Kabul ederim. Tamamen profesyonel bakarım. Kenan artık benim arkadaşım. Kavgalı değiliz, aramızda bir kan davası yok. Neden olmasın? Bunları tuhaf karşılamak tam Türk zihniyeti... Geçenlerde bir yerde merhabalaştık diye olay oldu. Merhabalaşmasak, olay olmalıydı halbuki. Altı yıl birlikte olan iki insan birbirinden bir selamı dahi esirgiyorsa, bu tuhaf karşılanmalı!

Ya Sadettin Saran...

Yanyana geldiğim tüm insanlarla yazıldığım gibi onunla da yazıldım. Bu konu hakkında hiç konuşmadım. Konuşsan bir dert, konuşmasan bir dert. Sadettin Bey “Aramızda hiçbir şey yoktur” diye açıkladı zaten. Bunun üstüne söylenecek bir şey yok.

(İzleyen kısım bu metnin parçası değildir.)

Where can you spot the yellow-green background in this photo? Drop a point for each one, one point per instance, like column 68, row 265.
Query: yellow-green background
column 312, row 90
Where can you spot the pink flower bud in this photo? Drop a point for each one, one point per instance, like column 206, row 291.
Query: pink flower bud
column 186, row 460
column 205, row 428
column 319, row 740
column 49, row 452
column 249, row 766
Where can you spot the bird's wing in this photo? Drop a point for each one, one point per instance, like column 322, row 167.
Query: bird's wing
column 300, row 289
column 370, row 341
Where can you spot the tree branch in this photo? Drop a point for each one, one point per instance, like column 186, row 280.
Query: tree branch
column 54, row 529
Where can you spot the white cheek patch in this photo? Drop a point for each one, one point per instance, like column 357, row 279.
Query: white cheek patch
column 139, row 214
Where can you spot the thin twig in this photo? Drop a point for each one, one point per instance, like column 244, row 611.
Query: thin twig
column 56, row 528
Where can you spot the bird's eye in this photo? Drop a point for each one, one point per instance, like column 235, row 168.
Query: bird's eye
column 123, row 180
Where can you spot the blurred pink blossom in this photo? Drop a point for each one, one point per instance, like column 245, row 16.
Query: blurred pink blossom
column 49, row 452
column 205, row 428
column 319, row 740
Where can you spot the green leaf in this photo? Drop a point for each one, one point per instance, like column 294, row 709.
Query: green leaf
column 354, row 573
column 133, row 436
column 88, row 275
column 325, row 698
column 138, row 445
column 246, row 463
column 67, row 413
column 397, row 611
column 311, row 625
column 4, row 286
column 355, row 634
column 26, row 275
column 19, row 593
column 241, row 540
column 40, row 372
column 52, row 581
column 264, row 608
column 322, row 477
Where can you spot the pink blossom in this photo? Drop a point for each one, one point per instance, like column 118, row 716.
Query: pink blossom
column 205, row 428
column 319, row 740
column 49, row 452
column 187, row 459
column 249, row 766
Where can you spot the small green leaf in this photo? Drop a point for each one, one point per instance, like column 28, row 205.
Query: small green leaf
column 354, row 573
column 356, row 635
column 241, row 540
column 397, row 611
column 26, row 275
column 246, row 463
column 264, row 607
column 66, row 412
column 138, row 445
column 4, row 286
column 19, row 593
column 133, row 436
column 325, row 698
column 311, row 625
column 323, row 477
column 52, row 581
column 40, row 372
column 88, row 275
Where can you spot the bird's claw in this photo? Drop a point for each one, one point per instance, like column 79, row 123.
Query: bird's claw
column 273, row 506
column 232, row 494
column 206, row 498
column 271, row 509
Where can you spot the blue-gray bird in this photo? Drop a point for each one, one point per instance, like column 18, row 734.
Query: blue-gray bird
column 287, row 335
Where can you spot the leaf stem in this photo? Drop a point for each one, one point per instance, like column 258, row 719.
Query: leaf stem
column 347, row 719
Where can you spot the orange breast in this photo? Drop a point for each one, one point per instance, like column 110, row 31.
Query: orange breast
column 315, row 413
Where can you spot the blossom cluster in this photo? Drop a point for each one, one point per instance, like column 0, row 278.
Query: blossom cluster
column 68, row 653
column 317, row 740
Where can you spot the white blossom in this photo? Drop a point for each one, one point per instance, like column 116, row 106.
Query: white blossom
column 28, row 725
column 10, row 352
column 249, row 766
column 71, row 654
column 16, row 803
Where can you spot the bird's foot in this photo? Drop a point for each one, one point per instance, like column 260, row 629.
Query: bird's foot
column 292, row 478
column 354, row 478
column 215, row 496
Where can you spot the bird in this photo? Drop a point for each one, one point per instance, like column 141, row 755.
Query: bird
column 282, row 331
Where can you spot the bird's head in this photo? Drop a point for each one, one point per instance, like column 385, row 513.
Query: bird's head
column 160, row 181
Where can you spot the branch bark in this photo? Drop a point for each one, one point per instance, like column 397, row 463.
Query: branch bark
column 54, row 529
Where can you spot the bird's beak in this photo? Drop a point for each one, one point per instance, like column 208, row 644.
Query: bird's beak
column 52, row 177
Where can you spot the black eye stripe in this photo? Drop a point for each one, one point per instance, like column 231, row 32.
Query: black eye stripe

İş için mi biraraya gelmiştiniz?

Evet, evet... Bir organizasyonda tanıştık. Sonra 8 kişi bir iş yemeğinde buluştuk. O kadar... Geçen gün de bir bara girerken flaşlar patladı. Ertesi gün gazetede “Yeni sevgilisiyle göz göze...” diye yazdılar. Konuştuğum kimdi, biliyor musun? Senelerdir gittiğim bir restoranın, çok sevdiğim garsonu... Magazin basını artık saçmaladı. İşin kötü yanı onlar yüzünden saldırgan bir insan haline geldim.

“Metroda tuhaf bakışlara maruz kalınca, sinir oluyorum!”

Zeynep Beşerler, çocukluktan beri nedeni bilinmeyen bir el titremesi olduğu için denge bileziği takıyor.

* Küçükken Ferdi Özbeğen'e aşıkmış ve onunla evleneceğine inanıyormuş. Zeynep'i cezbeden, Özbeğen'in beyaz piyanonun önünde takım elbiseyle oturduğu plak kapağı olmuş. Plağa sarılıp uyurmuş geceleri...

* Romantik bir kadın olmadığını söyleyen Zeynep'in bugüne kadar yaptığı tek sürpriz, sevgilisinin bulunduğu şehre uçmak olmuş.

* En sinir olduğu şey, metroya bindiğinde insanların “Bunun burada ne işi var ki...” bakışı...

* Kıskanç değil. Öyle telefon kontrol eden kıskanç kadınlardan hiç hoşlanmıyor.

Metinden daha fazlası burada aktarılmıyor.